4

43 2 2
                                    

Napas Silan memburu cepat. Dia ingin marah, tetapi memarahi Dali bukan tindakan bijak. Hal yang salah di sini adalah Said dan Silan tidak tahu pergi ke mana saudara laki-lakinya itu.

Dia sangat berharap Vivian segera menyusul untuk membantunya. Sihir itu mengikat Silan di pergelangan tangan.

Sejak kapan Said terkena kutukan buku? Silan berusaha mengingat masa lalu. Said meninggalkan rumah saat usianya 15 tahun dan setiap kepulangannya Said membawa masalah. Mengambil benda-benda sakti berharga milik keluarga, sebagian dikembalikan dalam keadaan hancur dan yang lainnya lenyap.

Semua tindak tanduk Said terhubung. Barangkali, dia berusaha melepaskan ikatan tersebut dalam petualangan yang ia sebutkan.

"Said pasti tidak sekedar dikutuk. Alasan—"

"Aku tidak punya urusan dengan masalah keluarga kalian." Dali memotong kalimat Silan dengan dingin. "Kau sekarang milikku dan bekerja untukku. Ada kamar kosong di lantai dua. Kau bebas memilih dan jangan naik ke lantai tiga tanpa izinku. Kontrak di tanganmu akan berakhir setelah aku menemukan apa yang kucari."

"Apa yang kau cari?" tanya Silan penasaran. Jika dia bisa membantu Dali menemukan hal tersebut lebih cepat dia bisa bebas. Bebas dari kandang singa dan terperangkap dalam kadang buaya adalah bencana bagi Silan.

"Itu urusanku. Kau lakukan seperti yang Said lakukan."

Salin hanya bisa menatap punggung Dali yang menjauh dan memperhatikan rambut biru tua Dali yang panjang sampai ke pinggang.
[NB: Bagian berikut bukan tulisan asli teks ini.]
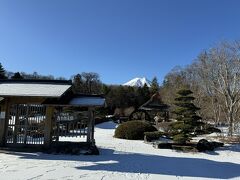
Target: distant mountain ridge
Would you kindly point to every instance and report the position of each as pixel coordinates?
(138, 82)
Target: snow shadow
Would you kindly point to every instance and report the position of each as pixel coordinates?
(123, 162)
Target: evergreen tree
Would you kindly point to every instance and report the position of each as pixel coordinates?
(17, 75)
(187, 118)
(2, 72)
(154, 86)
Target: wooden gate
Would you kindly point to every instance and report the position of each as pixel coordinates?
(69, 124)
(26, 125)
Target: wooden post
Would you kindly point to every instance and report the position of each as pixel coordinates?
(4, 122)
(90, 129)
(17, 123)
(48, 127)
(93, 124)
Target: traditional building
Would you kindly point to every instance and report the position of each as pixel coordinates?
(39, 113)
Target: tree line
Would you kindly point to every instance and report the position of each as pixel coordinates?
(214, 77)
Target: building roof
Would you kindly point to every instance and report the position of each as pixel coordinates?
(33, 88)
(155, 103)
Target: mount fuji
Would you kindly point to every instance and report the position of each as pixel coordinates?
(138, 82)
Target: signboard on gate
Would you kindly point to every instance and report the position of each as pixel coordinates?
(2, 115)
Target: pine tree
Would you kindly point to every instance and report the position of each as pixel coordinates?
(2, 72)
(154, 86)
(17, 75)
(186, 115)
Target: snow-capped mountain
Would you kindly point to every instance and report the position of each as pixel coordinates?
(138, 82)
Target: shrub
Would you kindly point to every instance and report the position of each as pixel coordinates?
(150, 136)
(181, 138)
(205, 145)
(101, 120)
(133, 130)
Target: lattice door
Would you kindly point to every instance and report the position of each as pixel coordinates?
(26, 124)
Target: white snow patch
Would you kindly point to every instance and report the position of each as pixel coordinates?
(123, 159)
(138, 82)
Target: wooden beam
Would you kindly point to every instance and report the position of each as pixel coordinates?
(90, 130)
(4, 122)
(48, 126)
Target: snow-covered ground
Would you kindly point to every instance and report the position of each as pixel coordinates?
(123, 159)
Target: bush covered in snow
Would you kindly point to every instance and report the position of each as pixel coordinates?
(151, 136)
(133, 130)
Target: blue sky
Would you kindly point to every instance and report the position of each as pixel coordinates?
(119, 39)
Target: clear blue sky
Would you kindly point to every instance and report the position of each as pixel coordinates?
(119, 39)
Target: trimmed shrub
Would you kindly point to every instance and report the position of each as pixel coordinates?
(205, 145)
(133, 130)
(211, 129)
(151, 136)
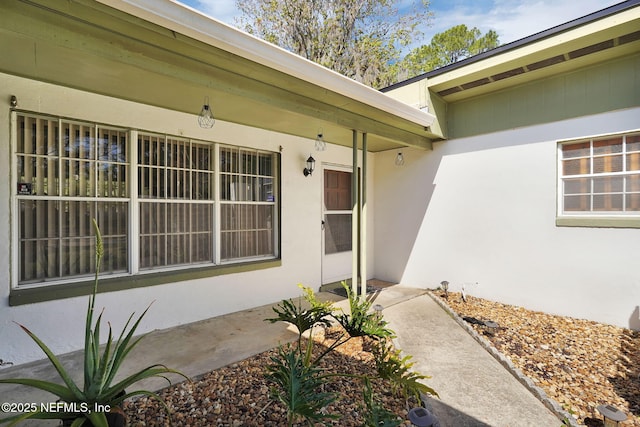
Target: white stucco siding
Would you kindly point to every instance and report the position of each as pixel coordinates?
(60, 323)
(483, 209)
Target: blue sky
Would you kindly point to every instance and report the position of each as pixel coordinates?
(512, 19)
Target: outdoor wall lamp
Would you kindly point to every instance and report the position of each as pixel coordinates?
(445, 288)
(612, 415)
(311, 163)
(205, 118)
(321, 145)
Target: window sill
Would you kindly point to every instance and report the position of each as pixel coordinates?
(598, 222)
(56, 292)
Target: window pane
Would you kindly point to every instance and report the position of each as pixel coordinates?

Kemudian, pandangannya teralihkan oleh batuk kecil yang menyemburkan api di lantai. Naga itu terbangun dan mata hitamnya menatap Silan penuh minat. Bagian tengah mata berupa garis biru laut, seperti mata reptil.
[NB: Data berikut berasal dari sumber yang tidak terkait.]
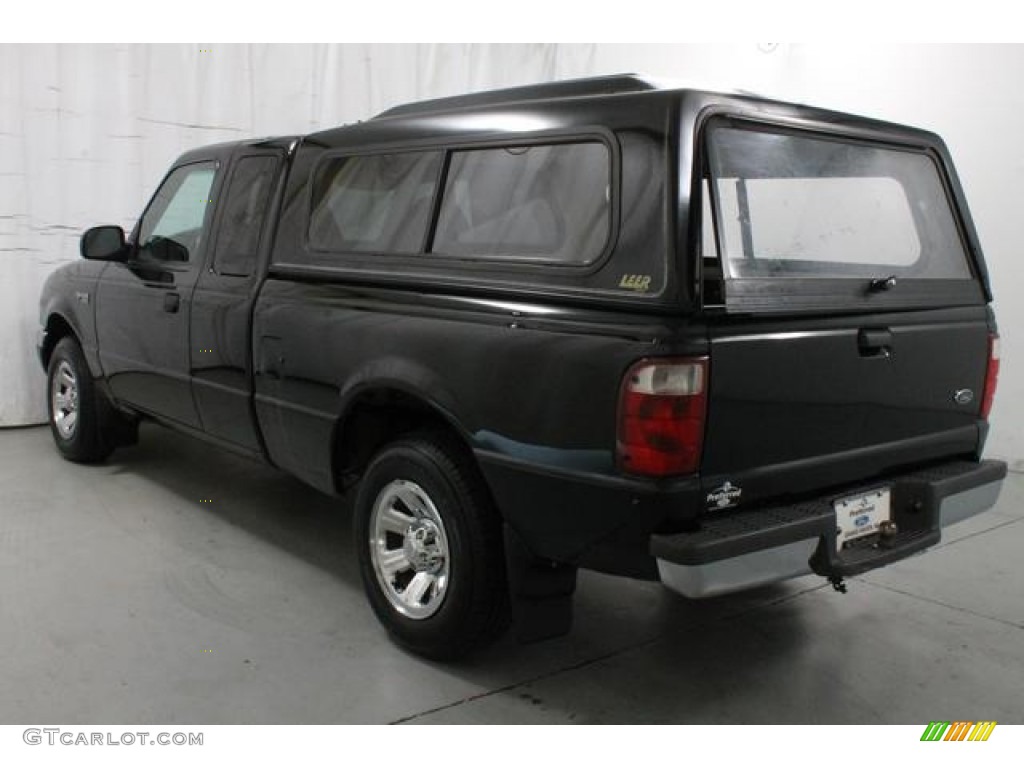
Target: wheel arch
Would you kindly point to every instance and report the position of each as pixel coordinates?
(57, 327)
(378, 412)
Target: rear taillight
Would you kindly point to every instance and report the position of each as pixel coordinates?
(991, 375)
(662, 416)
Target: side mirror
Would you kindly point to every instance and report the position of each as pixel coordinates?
(103, 244)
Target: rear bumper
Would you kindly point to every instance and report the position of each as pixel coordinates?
(762, 546)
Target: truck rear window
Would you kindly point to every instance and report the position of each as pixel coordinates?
(793, 206)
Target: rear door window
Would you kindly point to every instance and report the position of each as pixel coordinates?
(545, 203)
(245, 213)
(374, 203)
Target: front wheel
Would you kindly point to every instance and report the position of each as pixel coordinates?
(430, 548)
(79, 419)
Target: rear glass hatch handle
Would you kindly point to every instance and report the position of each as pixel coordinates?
(875, 342)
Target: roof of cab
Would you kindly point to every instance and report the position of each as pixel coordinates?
(558, 89)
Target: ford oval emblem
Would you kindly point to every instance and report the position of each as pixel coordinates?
(964, 396)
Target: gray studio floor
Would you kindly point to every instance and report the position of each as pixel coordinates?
(124, 598)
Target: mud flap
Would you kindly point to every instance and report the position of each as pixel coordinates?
(541, 592)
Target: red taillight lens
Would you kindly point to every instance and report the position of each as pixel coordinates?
(991, 375)
(662, 417)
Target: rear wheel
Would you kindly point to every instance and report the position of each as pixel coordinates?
(80, 420)
(430, 548)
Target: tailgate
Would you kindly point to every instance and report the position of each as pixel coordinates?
(821, 402)
(846, 306)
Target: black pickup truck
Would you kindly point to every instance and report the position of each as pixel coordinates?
(711, 339)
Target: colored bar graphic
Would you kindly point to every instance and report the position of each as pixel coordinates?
(934, 731)
(961, 730)
(982, 731)
(957, 731)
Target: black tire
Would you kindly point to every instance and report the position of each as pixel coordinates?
(87, 439)
(472, 608)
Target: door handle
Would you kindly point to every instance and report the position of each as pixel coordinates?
(875, 342)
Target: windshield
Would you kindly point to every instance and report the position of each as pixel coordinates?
(793, 206)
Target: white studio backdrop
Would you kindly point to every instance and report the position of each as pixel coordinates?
(87, 131)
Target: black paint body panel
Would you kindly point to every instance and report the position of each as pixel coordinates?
(525, 361)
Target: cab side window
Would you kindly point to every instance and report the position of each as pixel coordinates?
(171, 228)
(244, 217)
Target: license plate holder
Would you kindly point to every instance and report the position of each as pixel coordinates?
(861, 515)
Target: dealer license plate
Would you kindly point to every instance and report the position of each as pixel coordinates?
(857, 516)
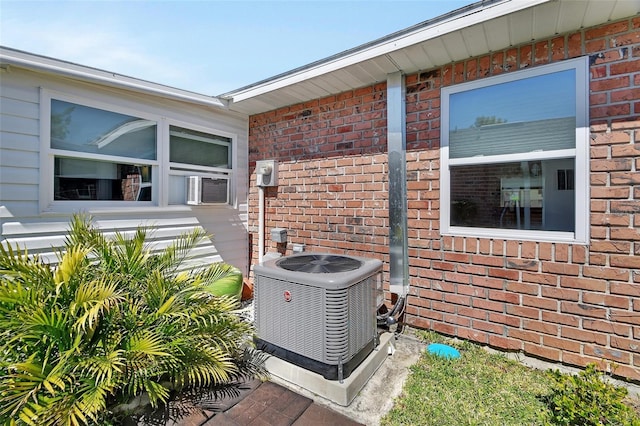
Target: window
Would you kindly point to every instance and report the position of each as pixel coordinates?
(111, 157)
(100, 155)
(206, 161)
(515, 155)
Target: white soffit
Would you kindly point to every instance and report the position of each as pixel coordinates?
(467, 32)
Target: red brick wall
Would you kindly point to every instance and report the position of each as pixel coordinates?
(562, 302)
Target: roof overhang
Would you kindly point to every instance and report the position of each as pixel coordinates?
(15, 58)
(473, 30)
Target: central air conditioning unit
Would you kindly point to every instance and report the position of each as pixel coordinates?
(318, 311)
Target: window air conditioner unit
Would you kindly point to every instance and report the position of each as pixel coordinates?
(204, 190)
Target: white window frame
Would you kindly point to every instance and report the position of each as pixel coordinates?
(580, 154)
(161, 167)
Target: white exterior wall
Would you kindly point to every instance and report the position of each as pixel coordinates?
(24, 220)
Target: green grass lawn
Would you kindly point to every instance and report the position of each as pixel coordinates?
(479, 388)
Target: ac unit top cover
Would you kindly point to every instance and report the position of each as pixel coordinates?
(326, 270)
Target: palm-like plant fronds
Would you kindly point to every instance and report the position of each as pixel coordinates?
(110, 321)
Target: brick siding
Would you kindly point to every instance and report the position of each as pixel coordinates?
(568, 303)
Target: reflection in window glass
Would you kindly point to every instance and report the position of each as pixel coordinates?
(532, 114)
(81, 128)
(515, 195)
(80, 179)
(198, 148)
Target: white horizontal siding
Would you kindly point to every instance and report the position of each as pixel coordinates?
(21, 221)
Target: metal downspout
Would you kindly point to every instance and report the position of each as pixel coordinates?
(396, 145)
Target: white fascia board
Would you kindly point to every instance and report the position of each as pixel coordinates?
(68, 69)
(439, 29)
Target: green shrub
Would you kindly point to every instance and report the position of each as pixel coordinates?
(110, 322)
(586, 399)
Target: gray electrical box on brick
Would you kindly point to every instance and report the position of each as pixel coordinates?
(267, 173)
(279, 235)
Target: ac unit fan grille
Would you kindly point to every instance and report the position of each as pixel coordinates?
(319, 263)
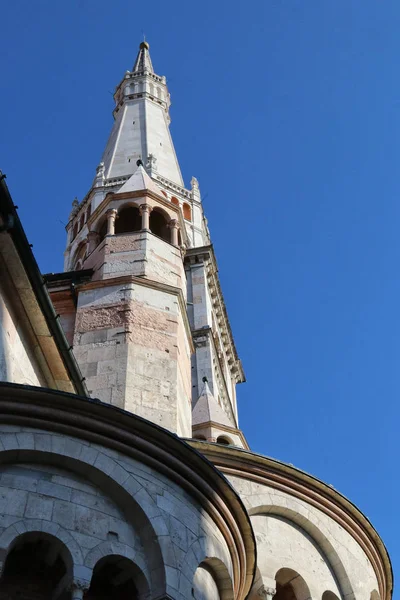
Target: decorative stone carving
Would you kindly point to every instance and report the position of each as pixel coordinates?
(92, 240)
(151, 164)
(75, 207)
(78, 588)
(174, 227)
(100, 175)
(111, 216)
(145, 211)
(267, 593)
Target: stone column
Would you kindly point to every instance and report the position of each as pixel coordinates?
(145, 211)
(92, 240)
(266, 593)
(173, 225)
(111, 216)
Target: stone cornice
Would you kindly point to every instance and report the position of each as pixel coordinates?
(150, 283)
(284, 477)
(207, 254)
(225, 428)
(134, 436)
(116, 196)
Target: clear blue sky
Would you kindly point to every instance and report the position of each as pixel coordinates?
(288, 113)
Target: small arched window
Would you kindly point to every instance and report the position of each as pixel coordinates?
(159, 225)
(80, 257)
(224, 441)
(128, 220)
(103, 230)
(187, 212)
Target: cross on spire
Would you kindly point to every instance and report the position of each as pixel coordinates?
(143, 60)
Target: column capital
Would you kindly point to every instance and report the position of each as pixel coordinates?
(111, 214)
(265, 592)
(92, 240)
(78, 588)
(145, 208)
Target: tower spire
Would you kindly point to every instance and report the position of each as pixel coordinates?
(143, 60)
(141, 125)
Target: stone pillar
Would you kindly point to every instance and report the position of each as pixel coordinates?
(145, 211)
(173, 225)
(78, 589)
(266, 593)
(111, 216)
(92, 240)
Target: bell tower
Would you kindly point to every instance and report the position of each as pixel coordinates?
(139, 298)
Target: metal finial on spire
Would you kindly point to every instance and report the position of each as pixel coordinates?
(143, 60)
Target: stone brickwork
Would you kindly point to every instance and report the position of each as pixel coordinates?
(133, 348)
(18, 362)
(139, 514)
(295, 535)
Hewan itu terbang ke dekat kaki Silan dan mengelus kepalanya di sana. Silan tidak bisa menahan diri. Ia membungkuk mengangkat naga kecil itu dan mengelus kepalanya dengan lembut serta tanduk kecil hitam yang kokoh di bawah kulit Silan. Kulit naga itu bersisik biru mengkilap dan terawat dan ujung ekornya cukup tajam untuk menusuk. Selaput sayapnya lembut membelai Silan.

"Siapa namamu?" tanya Silan sambil melangkah naik ke tangga. Naga itu tidak menjawab. Dia hanya menyundulkan kepala dengan manja.
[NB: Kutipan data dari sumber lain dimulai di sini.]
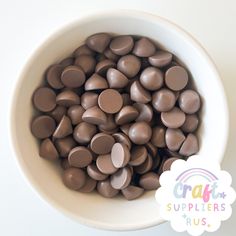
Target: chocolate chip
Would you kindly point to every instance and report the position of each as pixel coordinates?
(173, 118)
(138, 93)
(73, 77)
(163, 100)
(74, 178)
(84, 132)
(98, 42)
(80, 157)
(129, 65)
(67, 98)
(121, 179)
(122, 45)
(176, 78)
(110, 101)
(189, 101)
(105, 165)
(102, 143)
(174, 139)
(144, 48)
(47, 150)
(190, 146)
(140, 133)
(53, 76)
(116, 79)
(43, 126)
(151, 78)
(106, 190)
(120, 155)
(95, 82)
(160, 59)
(64, 128)
(126, 115)
(89, 99)
(75, 113)
(44, 99)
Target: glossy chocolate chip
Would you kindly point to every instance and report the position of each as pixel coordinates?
(102, 143)
(129, 65)
(144, 48)
(106, 190)
(64, 128)
(116, 79)
(121, 179)
(98, 42)
(120, 155)
(47, 150)
(95, 82)
(75, 113)
(67, 98)
(145, 112)
(149, 181)
(139, 94)
(58, 113)
(80, 157)
(53, 76)
(174, 139)
(105, 165)
(190, 146)
(88, 100)
(189, 101)
(122, 45)
(145, 166)
(160, 59)
(140, 132)
(64, 145)
(190, 124)
(122, 138)
(163, 100)
(110, 101)
(103, 66)
(176, 78)
(74, 178)
(44, 99)
(158, 136)
(95, 173)
(43, 126)
(73, 77)
(173, 118)
(94, 115)
(167, 163)
(151, 78)
(83, 50)
(89, 186)
(110, 124)
(132, 192)
(110, 55)
(84, 132)
(138, 155)
(126, 115)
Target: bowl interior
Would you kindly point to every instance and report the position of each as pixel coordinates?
(45, 177)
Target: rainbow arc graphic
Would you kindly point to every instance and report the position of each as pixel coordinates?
(186, 175)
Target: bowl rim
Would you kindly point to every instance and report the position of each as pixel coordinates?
(89, 16)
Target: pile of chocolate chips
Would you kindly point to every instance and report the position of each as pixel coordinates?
(116, 113)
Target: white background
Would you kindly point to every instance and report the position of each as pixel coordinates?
(24, 24)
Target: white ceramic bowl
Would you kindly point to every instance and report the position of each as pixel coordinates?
(45, 177)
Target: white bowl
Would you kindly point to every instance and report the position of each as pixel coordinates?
(45, 177)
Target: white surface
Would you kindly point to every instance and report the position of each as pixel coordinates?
(59, 46)
(24, 24)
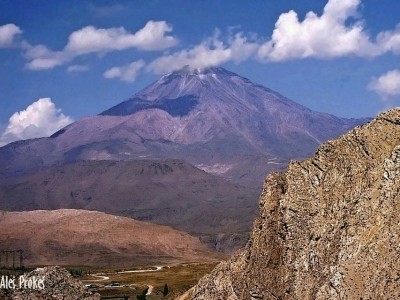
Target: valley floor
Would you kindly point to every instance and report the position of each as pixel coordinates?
(146, 280)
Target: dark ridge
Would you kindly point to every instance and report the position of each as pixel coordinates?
(177, 107)
(58, 133)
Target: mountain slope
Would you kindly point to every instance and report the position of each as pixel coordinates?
(213, 118)
(167, 192)
(328, 227)
(86, 238)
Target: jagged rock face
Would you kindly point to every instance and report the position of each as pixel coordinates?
(58, 284)
(328, 227)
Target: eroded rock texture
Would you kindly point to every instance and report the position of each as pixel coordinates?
(328, 227)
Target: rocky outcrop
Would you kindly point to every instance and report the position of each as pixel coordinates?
(328, 227)
(56, 283)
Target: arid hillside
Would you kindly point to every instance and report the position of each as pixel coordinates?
(165, 192)
(86, 238)
(328, 227)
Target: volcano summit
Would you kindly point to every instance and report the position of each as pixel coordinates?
(214, 119)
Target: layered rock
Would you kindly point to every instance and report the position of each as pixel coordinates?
(328, 227)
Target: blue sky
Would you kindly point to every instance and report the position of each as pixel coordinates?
(64, 60)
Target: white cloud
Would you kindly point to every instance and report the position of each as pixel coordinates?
(78, 68)
(209, 53)
(389, 41)
(324, 36)
(153, 36)
(8, 33)
(39, 119)
(387, 85)
(125, 73)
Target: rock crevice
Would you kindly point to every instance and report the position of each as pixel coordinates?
(328, 227)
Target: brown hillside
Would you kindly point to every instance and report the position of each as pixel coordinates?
(77, 237)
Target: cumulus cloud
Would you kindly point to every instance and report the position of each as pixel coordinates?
(125, 73)
(78, 68)
(339, 31)
(387, 85)
(155, 35)
(39, 119)
(324, 36)
(209, 53)
(8, 33)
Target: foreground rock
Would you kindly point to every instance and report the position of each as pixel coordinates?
(58, 284)
(328, 227)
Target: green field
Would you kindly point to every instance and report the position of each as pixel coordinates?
(178, 278)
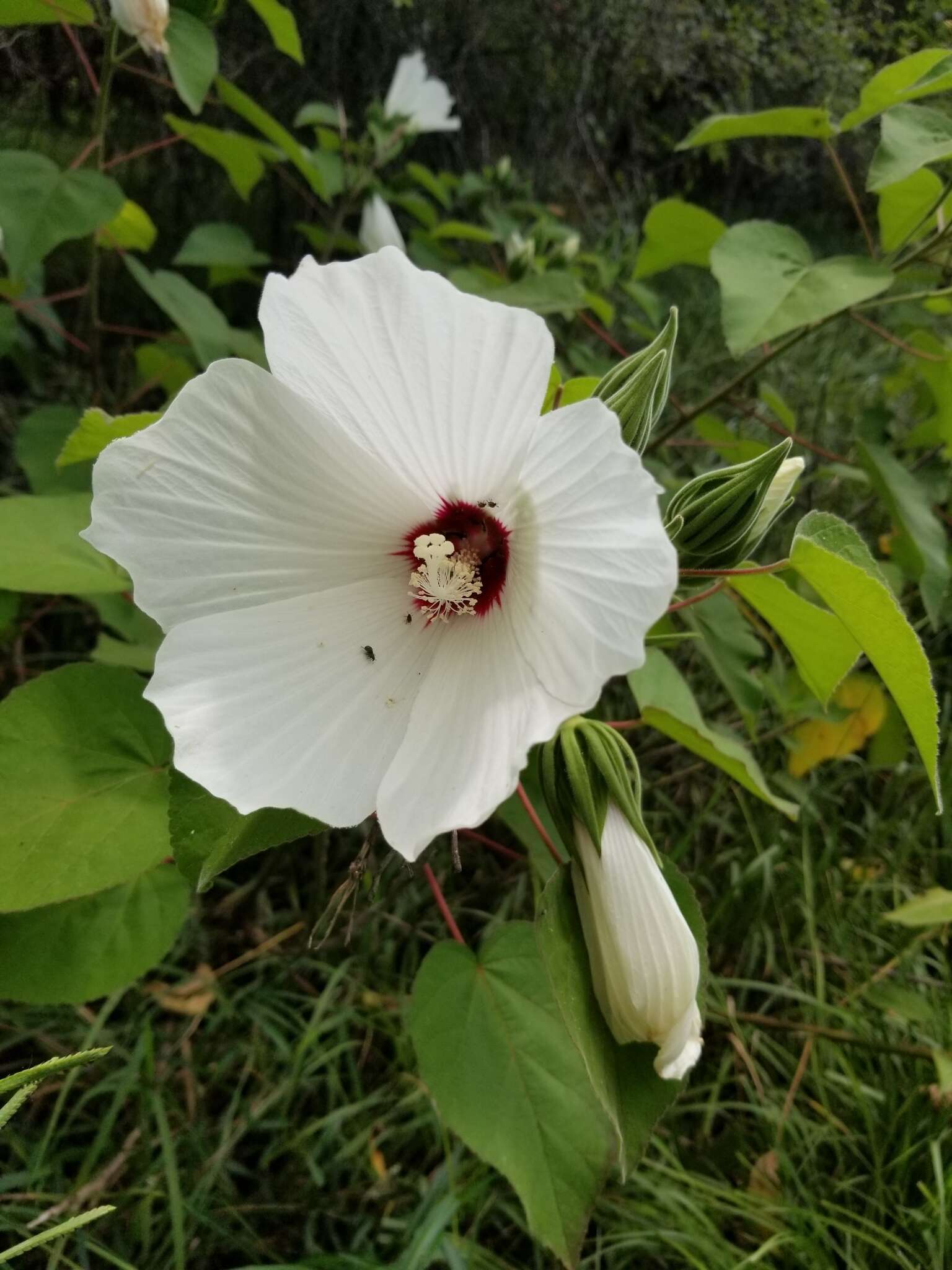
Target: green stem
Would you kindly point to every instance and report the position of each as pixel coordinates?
(99, 126)
(738, 381)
Silan menghela napas. Dia akan cari cara bebas dari Dali dan memberi pelajaran bagi Said. Jika ayahnya tahu dia terjebak di sini. Alo Ongirwalu mungkin akan menertawakannya, kemudian mencabuk Silan karena dia terikat kontrak dengan pria asing besar.

Lantai dua penginapan itu berupa lorong panjang berlantai kayu dengan setiap pintu yang berjejer dan menghadap satu sama lain.

Silan sama sekali tidak tertarik masuk dan duduk manis di dalamnya. Jadi, dia kembali turun ke arah tangga yang sama menuju ruang utama dan berjalan keluar bersama naga biru dalam dekapannya.

Di depan penginapan, Silan mendongak ke lantai tiga. Mencari-cari keberadaan Dali dari balkon. Sedetik tidak menemukan keberadaan Dali, Silan pergi mengikuti lorong yang semula ia lewati.

Silan berjalan menyusuri pemukiman dengan mempercayai insting. Mengikuti arus warga lokal yang akan pergi bekerja. Ada yang membawa keranjang rotan penuh rempah-rempah hingga tibalah Silan di daerah pesisir jalan utama yang membawanya ke pelabuhan megah Kemaharajaan Banda Neira.

Di balik kapal-kapal dagang yang besar, berdiri gunung Banda dengan laut yang mengelilingi. Aroma air asin mengingatkan Silan atas kampung halaman. Matahari pagi bersinar cerah dan para buruh angkut hilir mudik mengangkat dan menurunkan muatan.

Silan memutuskan untuk melihat kios-kios dan toko-toko yang berdiri menghadap laut Banda. Tempat-tempat sederhana mayoritas dipenuhi para pedagang menengah yang duduk menikmati kopi hitam dan aneka kue, sedangkan toko-toko berdinding batu pualam diisi oleh orang-orang berpakaian necis dan mewah.